住宅ローンは多くの人が人生で背負う借金としては最大の借金となる。
正直、この住宅ローンというモノは住宅メーカーが家を売る為の必須ツールであり、多くの人は恐ろしい計画の元、誘導されるまま住宅ローンを契約する。

その恐ろしい計画というのは、このまま還暦過ぎまで働き続ければ返し終わるという計画である。

よく考えてみて欲しい。
30歳で住宅ローンを組んだとして、これから年々体力は衰えていく。また、新しい事がやりたくなったとして、それが今と同じ収入を手に入れる事が出来るだろうか。それも期間としては35年という長い期間。
また借金が成立して建物が引き渡された瞬間、新築だった家は中古住宅となり、借金相応額の価値は失われる。
35年の長い戦いの初日を多くの人が債務超過で迎える事になる。

これだけで充分に住宅ローンが恐ろしいという説明がつくのだが、更に恐ろしいのが金利である。0.5%など低い金利であるが、問題は母数の金額である。仮に3000万円のローンであれば、年間15万円の借金が増え続ける。
返済の一月分以上は金利だけを払っていると言って過言ではない。

さらに修繕費が嵩む。5年目、10年目とだんだん修繕費が大きくなり15年、20年とさらに膨れ上がり、25年目には年間100万円の大台に乗る家も多い。
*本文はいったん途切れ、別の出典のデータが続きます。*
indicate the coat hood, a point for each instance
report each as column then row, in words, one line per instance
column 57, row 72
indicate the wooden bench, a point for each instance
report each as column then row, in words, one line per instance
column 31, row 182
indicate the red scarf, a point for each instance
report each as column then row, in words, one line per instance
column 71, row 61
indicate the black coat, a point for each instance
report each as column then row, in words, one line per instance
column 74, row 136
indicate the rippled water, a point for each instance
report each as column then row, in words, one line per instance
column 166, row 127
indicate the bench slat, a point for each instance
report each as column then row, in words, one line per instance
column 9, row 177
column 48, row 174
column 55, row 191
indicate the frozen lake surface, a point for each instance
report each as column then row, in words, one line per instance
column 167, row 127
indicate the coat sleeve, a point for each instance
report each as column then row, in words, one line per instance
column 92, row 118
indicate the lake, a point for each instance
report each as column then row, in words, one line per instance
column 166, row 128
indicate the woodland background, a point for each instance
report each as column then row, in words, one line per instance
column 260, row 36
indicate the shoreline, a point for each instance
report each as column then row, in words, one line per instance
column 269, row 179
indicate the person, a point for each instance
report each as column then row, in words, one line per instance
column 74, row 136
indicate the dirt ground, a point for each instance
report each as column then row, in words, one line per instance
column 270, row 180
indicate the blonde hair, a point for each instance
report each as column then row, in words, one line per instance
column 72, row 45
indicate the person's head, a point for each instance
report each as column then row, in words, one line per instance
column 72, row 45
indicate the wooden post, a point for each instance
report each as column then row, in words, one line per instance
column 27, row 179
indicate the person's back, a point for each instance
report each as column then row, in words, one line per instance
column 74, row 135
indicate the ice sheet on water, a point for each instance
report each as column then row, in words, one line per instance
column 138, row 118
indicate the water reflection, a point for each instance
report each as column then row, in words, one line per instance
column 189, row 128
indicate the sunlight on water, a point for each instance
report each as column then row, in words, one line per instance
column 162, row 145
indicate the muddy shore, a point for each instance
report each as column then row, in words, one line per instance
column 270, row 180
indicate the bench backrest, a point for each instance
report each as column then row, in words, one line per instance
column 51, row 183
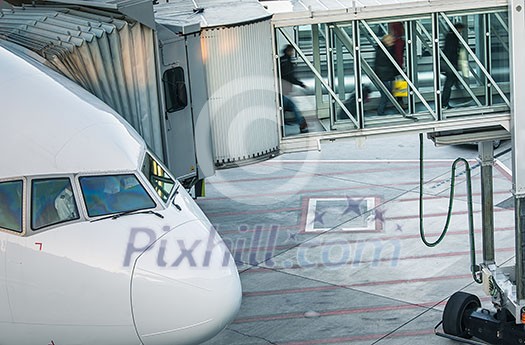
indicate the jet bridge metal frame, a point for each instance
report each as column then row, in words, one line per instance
column 506, row 285
column 325, row 27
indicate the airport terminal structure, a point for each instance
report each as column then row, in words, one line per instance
column 211, row 85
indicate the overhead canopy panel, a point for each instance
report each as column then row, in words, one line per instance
column 107, row 53
column 210, row 13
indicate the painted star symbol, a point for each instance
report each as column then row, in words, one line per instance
column 380, row 215
column 292, row 236
column 319, row 217
column 352, row 206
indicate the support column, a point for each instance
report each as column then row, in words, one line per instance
column 486, row 157
column 517, row 70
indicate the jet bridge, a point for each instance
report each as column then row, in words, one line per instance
column 335, row 45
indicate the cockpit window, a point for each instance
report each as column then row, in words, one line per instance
column 52, row 202
column 158, row 177
column 110, row 194
column 11, row 205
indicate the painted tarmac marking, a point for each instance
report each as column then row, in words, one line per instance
column 300, row 174
column 385, row 238
column 347, row 286
column 364, row 337
column 350, row 311
column 376, row 261
column 364, row 206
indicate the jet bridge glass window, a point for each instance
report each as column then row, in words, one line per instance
column 175, row 89
column 158, row 177
column 11, row 205
column 52, row 202
column 111, row 194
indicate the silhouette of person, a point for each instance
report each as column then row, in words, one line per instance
column 451, row 51
column 397, row 30
column 385, row 70
column 288, row 80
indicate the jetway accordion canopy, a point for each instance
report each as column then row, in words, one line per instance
column 237, row 54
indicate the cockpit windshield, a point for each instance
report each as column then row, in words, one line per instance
column 109, row 194
column 158, row 177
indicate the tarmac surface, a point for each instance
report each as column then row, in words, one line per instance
column 328, row 246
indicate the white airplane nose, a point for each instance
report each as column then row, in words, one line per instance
column 185, row 287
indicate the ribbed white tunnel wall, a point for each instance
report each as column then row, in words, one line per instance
column 108, row 55
column 241, row 90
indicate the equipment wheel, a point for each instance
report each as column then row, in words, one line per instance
column 458, row 307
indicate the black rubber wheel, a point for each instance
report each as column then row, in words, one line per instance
column 458, row 307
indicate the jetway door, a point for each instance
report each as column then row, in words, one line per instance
column 178, row 118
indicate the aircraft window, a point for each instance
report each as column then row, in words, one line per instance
column 158, row 177
column 11, row 205
column 175, row 89
column 114, row 194
column 52, row 202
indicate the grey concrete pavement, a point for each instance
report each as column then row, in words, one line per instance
column 328, row 246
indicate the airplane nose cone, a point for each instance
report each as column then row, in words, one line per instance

それだけの大金を掛けて修復しなければいけなくなっても、まだ1000万円くらいは借金が残っている。
酷い場合はローンを組んで修繕をする。

最もポピュラーでありながら、高額な借金である住宅ローンとの向き合い方は、今後現代社会を生きる僕達にとって必須のスキルになるだろうと考える。
この記事では僕の戦略を大まかにまとめながら、住宅ローンの向き合い方について考えていく。

①対家賃で効果を測定する

これはローンを組む前の段階で考えるフェーズである。親から引き継いだ住宅をお持ちの方は考慮する必要は無いかも知れない。

まず、家賃という出費に対して、住宅ローンを組んだ場合の返済額が負担増にならない事を考える。
これは住宅ローンだけでなく、修繕の積み立て、固定資産税なども均して勘定に入れておく必要がある。

この時点で家賃同等でありながら、QOL向上に優位に働くと予測できる場合には住宅ローンを検討しても良いと思う。
家を買う、という事に何かの幻想を抱いて、夢のマイホームだから頑張ってしまうような判断は、その後のQOL向上に大きな足枷を負う事になるだろう。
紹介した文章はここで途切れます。